Mr. DREIER. Mr. Speaker, nearly three decades ago, one of my great heroes, Ronald Reagan, famously said:
In all of the arsenals of the world, no weapon is so powerful as the will and moral courage of free men and women.
For the last year and a half, no development on the world stage has drawn greater interest or sparked more passionate debate than the upheaval in the Arab world. What started in Tunisia in December of 2010 has spread throughout North Africa and the Middle East, leaving virtually no Arab nation untouched.
Tunisia ousted a dictator and elected a constituent assembly, which is drafting a new constitution. Libya fought a civil war, rid itself of its dictator, and held elections. In both cases, particularly in Libya, blood was shed, but it has so far not been in vain, as real hope for democracy and an improved quality of life prevails.
Other countries, such as Morocco and Jordan, have seen more modest changes, but in the same direction--toward greater openness. Elsewhere in the Arab world, this unprecedented chain of events has thus far taken a far more tragic path. The Syrian people are suffering immeasurably for their efforts to unseat a regime that has proven itself eager to take innocent lives in brutal fashion.
In countries like Bahrain, the violence has been more limited, but no less tragic. Even in those nations where regimes stifle public discourse, we know that the autocrats are watching. They are mindful of Reagan's lesson that the will of the people cannot be suppressed indefinitely.
Of all the nations where this movement has unfolded, none holds greater sway over the future of the region than Egypt. Since the stunning fall of Mubarak in February of last year, Egypt has held parliamentary and presidential elections. Both sets of elections swept the Muslim Brotherhood to office, setting up a power struggle between the Brotherhood's leadership, the secularists, and the military council. Knowing of the harsh and deeply troubling rhetoric the Brotherhood has used over the years, many Americans rightly ask the question, can we work with the newly elected leadership in Egypt?
Should we continue to provide support to this government and the Egyptian people? What exactly does the Brotherhood stand for, and how will they lead? Mr. Speaker, these are important questions. To answer them, we have to go beyond the reactionary and reductionist assumptions that are often made. I've spent a great deal of time in Egypt, meeting with staunch secularists to Salafists and everyone in between, including leaders and members of the Muslim Brotherhood. What I have found is a vast movement that is far from monolithic. It is made up of moderates and hard-liners, reformers and the old guard, and great internal differences exist.

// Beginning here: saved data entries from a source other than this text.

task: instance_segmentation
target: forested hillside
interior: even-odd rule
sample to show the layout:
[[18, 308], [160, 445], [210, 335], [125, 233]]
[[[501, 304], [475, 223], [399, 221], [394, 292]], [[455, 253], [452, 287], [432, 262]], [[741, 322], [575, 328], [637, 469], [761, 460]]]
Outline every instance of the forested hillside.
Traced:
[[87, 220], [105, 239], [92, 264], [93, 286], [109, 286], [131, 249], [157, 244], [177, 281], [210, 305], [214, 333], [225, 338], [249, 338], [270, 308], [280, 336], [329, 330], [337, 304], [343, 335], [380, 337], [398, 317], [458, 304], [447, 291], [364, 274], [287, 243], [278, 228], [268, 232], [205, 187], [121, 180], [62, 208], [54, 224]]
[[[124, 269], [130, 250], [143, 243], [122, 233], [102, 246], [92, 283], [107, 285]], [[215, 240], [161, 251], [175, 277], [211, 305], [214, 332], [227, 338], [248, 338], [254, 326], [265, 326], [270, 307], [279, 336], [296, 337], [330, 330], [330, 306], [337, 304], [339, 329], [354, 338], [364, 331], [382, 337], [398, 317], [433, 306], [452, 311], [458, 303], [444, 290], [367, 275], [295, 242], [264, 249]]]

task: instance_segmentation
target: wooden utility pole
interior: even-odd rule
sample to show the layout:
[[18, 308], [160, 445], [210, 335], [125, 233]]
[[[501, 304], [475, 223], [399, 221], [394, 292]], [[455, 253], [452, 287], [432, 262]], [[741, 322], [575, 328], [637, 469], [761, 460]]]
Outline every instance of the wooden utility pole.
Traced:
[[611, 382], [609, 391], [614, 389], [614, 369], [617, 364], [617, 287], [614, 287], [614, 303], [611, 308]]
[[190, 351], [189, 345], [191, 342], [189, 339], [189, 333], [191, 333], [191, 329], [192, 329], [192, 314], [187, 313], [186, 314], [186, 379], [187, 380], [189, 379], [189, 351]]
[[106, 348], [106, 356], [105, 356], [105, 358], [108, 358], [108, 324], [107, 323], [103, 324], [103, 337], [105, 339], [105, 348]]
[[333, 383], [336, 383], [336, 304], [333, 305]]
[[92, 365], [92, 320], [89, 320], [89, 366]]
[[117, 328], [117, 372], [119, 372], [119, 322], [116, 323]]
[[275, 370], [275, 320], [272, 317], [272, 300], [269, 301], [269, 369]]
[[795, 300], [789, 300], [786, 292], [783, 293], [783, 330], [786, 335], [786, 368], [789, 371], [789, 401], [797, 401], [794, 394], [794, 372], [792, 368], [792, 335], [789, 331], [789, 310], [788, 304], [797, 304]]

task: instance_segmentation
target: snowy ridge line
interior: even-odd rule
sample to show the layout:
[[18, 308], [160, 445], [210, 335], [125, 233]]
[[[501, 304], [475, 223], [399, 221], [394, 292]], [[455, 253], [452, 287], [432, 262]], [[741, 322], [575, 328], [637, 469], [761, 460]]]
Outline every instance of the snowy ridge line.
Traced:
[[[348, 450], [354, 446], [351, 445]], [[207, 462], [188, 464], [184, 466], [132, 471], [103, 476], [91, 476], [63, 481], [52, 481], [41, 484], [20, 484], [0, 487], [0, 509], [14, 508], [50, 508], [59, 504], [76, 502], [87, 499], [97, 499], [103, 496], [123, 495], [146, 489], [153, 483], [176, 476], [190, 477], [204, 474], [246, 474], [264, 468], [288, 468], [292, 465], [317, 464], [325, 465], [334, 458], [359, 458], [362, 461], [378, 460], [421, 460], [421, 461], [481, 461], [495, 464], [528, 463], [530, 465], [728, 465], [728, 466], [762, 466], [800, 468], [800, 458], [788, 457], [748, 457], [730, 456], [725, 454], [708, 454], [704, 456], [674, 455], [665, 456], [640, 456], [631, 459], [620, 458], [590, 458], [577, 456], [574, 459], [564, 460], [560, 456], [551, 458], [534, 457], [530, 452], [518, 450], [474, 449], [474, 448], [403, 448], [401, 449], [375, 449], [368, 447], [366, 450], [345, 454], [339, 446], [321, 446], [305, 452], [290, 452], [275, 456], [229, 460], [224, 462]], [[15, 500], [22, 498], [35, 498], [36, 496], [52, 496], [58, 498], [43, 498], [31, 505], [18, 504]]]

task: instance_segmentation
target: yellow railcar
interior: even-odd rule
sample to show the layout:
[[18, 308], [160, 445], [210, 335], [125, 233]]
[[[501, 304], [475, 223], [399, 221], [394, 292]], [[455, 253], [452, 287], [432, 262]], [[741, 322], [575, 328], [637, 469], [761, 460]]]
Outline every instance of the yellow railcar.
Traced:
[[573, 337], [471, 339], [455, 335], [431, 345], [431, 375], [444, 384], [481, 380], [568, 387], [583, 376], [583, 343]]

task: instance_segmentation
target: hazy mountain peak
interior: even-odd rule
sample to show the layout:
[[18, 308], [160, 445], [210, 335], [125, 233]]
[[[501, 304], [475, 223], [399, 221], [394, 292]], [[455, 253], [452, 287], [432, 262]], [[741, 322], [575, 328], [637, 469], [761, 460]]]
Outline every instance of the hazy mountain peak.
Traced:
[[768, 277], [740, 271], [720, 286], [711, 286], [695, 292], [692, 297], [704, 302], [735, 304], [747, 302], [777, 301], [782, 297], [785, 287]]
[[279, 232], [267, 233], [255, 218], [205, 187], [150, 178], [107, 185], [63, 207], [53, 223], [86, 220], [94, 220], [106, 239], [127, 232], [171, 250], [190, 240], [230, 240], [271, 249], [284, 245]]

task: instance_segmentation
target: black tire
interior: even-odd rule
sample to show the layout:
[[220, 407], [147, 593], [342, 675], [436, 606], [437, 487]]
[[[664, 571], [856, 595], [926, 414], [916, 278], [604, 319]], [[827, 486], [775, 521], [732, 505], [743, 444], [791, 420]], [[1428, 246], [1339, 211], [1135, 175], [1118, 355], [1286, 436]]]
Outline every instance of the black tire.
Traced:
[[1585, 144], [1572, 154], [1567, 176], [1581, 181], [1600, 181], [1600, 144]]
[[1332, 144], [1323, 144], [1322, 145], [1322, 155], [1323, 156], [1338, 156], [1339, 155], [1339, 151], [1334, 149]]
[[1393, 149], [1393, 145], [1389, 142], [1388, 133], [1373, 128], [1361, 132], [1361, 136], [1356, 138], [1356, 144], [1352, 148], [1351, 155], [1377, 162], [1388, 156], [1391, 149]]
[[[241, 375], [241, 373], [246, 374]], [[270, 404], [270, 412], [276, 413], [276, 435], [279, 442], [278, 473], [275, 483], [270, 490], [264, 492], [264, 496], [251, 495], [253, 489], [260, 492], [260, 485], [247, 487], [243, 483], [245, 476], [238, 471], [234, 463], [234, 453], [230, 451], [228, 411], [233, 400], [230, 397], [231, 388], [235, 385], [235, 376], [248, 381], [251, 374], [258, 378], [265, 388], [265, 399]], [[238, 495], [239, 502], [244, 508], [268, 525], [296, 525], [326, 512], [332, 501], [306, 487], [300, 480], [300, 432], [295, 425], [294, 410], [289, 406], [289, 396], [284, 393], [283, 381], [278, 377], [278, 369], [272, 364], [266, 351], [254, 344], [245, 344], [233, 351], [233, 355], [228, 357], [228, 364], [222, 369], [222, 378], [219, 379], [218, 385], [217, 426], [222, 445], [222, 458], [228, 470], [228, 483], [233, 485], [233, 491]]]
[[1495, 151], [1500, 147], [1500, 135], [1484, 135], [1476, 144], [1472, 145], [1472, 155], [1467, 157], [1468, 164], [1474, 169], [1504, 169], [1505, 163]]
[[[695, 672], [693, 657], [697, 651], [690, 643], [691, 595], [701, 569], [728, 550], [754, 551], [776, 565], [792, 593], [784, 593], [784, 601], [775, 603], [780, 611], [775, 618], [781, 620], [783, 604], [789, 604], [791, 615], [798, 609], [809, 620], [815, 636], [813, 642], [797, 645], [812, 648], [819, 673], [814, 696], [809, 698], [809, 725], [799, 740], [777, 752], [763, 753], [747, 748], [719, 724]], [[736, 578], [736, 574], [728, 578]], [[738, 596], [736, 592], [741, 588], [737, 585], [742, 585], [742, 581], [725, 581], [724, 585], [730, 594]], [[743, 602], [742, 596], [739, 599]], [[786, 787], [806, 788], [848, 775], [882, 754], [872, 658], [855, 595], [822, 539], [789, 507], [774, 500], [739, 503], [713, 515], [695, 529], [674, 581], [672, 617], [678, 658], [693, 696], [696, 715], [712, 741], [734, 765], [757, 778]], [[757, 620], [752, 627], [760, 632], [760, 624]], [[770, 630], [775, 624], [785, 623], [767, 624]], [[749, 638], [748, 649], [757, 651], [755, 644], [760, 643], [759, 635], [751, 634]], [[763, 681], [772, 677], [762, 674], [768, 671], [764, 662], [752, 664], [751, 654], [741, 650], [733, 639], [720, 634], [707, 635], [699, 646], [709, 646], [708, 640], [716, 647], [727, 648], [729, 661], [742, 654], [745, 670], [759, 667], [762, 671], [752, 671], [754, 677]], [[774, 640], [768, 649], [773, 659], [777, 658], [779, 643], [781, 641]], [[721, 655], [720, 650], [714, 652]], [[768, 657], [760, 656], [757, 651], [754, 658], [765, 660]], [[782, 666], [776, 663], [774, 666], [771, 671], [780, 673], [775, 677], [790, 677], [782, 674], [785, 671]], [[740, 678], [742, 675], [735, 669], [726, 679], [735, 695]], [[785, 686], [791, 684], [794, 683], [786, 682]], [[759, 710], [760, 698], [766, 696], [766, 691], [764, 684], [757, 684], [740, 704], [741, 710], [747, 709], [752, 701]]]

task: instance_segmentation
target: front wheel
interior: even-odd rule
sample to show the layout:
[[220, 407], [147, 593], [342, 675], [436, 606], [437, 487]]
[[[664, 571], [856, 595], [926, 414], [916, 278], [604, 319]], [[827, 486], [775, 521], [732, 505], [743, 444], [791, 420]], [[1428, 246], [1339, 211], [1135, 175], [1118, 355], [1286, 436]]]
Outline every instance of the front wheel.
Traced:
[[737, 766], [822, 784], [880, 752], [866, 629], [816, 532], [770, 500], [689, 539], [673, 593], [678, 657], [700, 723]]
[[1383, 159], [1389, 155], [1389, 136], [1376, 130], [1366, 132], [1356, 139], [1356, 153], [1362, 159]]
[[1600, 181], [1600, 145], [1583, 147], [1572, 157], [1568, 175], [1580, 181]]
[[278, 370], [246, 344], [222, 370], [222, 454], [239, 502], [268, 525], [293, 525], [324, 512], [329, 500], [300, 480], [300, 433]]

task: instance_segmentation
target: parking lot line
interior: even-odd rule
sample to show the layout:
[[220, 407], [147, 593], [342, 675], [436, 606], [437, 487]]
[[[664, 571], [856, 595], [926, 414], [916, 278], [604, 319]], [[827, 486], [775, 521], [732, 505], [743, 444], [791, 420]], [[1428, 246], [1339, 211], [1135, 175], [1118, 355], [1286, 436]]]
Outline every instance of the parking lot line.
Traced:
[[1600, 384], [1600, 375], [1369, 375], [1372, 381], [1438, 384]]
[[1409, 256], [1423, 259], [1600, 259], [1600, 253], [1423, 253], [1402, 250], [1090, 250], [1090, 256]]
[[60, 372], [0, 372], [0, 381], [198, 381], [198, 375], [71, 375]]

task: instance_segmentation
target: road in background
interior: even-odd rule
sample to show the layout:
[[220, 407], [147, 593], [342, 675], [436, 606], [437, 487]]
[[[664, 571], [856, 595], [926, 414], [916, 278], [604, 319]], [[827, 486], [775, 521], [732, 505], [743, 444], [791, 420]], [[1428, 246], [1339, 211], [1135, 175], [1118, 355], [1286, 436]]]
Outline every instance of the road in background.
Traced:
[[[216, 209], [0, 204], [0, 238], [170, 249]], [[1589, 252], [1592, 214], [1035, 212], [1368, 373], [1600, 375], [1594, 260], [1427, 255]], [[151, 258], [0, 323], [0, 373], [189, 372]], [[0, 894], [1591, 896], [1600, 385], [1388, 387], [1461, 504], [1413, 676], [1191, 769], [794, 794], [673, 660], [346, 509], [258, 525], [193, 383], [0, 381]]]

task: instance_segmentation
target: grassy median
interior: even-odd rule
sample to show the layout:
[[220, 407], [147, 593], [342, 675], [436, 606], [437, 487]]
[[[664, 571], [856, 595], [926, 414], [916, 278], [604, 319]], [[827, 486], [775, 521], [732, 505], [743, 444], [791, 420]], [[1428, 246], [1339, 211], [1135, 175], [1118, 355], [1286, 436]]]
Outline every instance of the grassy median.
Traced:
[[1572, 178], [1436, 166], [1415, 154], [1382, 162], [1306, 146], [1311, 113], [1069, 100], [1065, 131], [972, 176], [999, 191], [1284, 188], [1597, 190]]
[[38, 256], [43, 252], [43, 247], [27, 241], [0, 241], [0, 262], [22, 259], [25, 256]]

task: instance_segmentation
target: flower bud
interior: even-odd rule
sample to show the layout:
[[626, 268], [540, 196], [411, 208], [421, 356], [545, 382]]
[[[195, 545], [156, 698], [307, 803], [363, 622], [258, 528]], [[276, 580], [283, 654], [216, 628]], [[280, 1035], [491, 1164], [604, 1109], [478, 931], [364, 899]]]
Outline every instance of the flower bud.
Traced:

One thing, however, that has unified them is their public statements of support for the Camp David peace accords for human rights, including women's rights, as well as religious freedom, all of which are prerequisites to meet their quest to get their economy back on track through tourism and international investment. I've joined with a Democratic colleague in introducing a resolution calling for a free trade agreement with Egypt to help achieve just that.
Ultimately, we will judge them not by their words, as Secretary Clinton has just said in a piece, but by their actions. But the mere fact that these public statements have been made says a great deal about the stark difference between the nature of an underground movement, which the Muslim Brotherhood was, and an elected government. Now that the Brotherhood has at least taken some of the responsibility of righting the economy and providing opportunity for 85 million Egyptians, it will face enormous pressure to pursue a reform agenda, engage appropriately with the West and eschew regional conflict.
In the meantime, Mr. Speaker, we as Americans have a responsibility to live up to our own ideals. How can we preach democracy, yet shun the free and fair choices of Egyptians? Of course, we cannot be naive. We have to recognize that democracy is about more than just elections, but also about protecting minority rights and building institutions that outlast the individuals who occupy them.
But we also have to recognize that supporting only democracies around the world that produce our own preferred results is the height of hypocrisy. On a more practical level, compromising our own values would only strengthen the hands of anti-Western fundamentalists. Refusing to engage with the Muslim Brotherhood would simply achieve a self-fulfilling prophecy by giving rise to extremists over reformists and moderates.
No country following decades of authoritarian rule can make a full transition to a thriving, stable, peaceful and prosperous democracy quickly and painlessly. Even with the most optimistic of outlooks, the Egyptian people will struggle for years to come to throw off the shackles of the past and create the kind of future for which we all strive. We have been working at this for 236 years, Mr. Speaker, and we still haven't gotten it exactly right.
We have a responsibility, as longtime Egyptian allies and as champions of democracy around the globe, to stand with them in this process, encouraging continued reform and providing our support for the development of real democracy in the Arab world's most populous nation.